Cognitive Bias
Anchoring Bias — Definition, Examples, How to Fix
Over-reliance on the first piece of information seen — usually the entry price — when making subsequent decisions.
What it is
Anchoring bias in trading shows up most clearly around the entry price. Once you've bought at ₹100, the brain fixates on that number: ₹95 feels like a loss to recover from, ₹105 feels like a profit to lock in, ₹110 feels like greed to resist. None of these references are relevant to whether the trade is currently working — but the entry-price anchor drives the decisions anyway.
What it looks like
- Refusing to take a profit at ₹103 because "I bought at ₹100 and it should run further."
- Holding a losing position to ₹98 because "I just want to get back to break-even."
- Setting take-profit at exactly the round number above the entry, regardless of structure.
Why it costs you money
Anchoring causes both early profit-taking on winners (because "any profit is good") and late stop-outs on losers (because "I just need it to come back"). Over a year, this asymmetry typically cuts the average win to ~70% of the average loss.

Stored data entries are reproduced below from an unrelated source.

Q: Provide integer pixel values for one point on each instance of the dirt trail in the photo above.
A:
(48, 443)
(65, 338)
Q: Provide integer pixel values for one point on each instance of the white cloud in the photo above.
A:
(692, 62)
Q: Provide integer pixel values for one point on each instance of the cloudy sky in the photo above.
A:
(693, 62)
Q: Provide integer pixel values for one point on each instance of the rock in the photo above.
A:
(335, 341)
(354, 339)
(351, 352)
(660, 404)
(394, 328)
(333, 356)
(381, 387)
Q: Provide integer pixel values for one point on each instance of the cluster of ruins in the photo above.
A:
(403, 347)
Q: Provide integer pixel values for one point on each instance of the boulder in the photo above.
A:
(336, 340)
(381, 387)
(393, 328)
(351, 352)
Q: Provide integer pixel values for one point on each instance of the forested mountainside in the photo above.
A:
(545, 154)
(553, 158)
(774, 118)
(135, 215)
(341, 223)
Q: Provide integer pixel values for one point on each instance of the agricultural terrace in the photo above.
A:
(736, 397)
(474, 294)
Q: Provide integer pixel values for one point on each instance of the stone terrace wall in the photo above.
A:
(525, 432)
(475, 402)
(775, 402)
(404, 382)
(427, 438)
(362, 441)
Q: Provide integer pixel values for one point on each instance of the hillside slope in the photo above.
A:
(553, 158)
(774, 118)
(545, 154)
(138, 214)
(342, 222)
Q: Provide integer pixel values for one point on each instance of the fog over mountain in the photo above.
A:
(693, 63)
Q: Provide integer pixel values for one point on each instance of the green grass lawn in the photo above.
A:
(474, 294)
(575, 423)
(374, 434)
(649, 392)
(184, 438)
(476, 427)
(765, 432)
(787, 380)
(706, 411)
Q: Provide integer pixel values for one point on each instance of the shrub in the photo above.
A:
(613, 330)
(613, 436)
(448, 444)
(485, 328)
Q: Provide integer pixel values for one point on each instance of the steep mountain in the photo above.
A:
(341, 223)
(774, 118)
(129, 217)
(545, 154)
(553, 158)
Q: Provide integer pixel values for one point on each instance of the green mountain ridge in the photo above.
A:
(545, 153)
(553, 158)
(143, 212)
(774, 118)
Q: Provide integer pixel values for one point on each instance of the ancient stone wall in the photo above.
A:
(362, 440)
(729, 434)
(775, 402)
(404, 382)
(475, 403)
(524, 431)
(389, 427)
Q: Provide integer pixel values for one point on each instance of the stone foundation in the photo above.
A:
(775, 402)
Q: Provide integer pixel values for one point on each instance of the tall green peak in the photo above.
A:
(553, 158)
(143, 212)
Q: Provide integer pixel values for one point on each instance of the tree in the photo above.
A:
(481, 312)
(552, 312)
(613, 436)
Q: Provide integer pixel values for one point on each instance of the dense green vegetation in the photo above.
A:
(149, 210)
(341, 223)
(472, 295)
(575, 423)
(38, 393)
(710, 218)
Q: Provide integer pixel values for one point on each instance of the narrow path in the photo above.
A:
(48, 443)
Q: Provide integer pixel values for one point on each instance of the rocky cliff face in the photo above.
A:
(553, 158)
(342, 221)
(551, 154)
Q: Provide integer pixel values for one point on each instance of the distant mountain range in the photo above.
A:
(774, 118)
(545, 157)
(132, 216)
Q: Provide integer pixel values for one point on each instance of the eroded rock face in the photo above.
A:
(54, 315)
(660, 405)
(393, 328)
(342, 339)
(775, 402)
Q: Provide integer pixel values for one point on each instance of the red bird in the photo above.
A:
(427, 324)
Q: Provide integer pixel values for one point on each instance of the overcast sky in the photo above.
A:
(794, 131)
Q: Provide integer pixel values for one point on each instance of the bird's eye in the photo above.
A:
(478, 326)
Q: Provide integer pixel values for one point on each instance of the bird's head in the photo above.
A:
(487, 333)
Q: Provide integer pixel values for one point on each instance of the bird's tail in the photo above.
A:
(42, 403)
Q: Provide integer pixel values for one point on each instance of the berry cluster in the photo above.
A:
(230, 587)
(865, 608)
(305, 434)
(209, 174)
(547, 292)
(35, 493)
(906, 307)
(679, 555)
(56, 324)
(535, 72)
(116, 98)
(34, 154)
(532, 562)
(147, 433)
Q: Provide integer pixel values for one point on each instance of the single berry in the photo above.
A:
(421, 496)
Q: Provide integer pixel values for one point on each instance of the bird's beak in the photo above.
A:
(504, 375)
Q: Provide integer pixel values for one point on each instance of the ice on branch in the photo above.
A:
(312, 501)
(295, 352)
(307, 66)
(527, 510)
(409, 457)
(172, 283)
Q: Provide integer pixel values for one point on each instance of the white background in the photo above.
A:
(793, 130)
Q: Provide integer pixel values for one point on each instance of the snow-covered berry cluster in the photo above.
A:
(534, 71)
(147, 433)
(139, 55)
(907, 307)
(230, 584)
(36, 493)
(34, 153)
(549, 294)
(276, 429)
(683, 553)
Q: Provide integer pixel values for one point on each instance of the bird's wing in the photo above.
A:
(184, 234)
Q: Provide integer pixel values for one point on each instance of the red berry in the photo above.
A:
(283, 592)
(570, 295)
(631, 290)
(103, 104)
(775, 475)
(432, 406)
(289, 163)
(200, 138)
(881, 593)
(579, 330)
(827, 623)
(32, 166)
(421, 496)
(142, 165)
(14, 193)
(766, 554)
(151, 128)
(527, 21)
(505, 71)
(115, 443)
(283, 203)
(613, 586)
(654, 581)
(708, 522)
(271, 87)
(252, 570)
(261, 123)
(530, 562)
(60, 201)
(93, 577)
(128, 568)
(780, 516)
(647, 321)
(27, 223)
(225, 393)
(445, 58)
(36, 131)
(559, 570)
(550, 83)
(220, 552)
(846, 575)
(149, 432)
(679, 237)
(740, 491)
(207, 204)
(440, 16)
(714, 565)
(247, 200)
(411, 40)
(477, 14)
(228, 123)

How TradeSaath detects this
TradeSaath compares your typical exit price levels (relative to entry) against the trade's actual price action. Repeated patterns of exiting near round-number profits and just-past-break-even on losers surface as anchoring.
How to fix it
- Set targets and stops based on chart structure, not on entry price.
- After entry, hide the entry price from your visible position info.
- Define exit levels in absolute price terms, not "+5%" or "-2%" of entry.
- Practice closing at structure even when it means a small loss to avoid the anchor.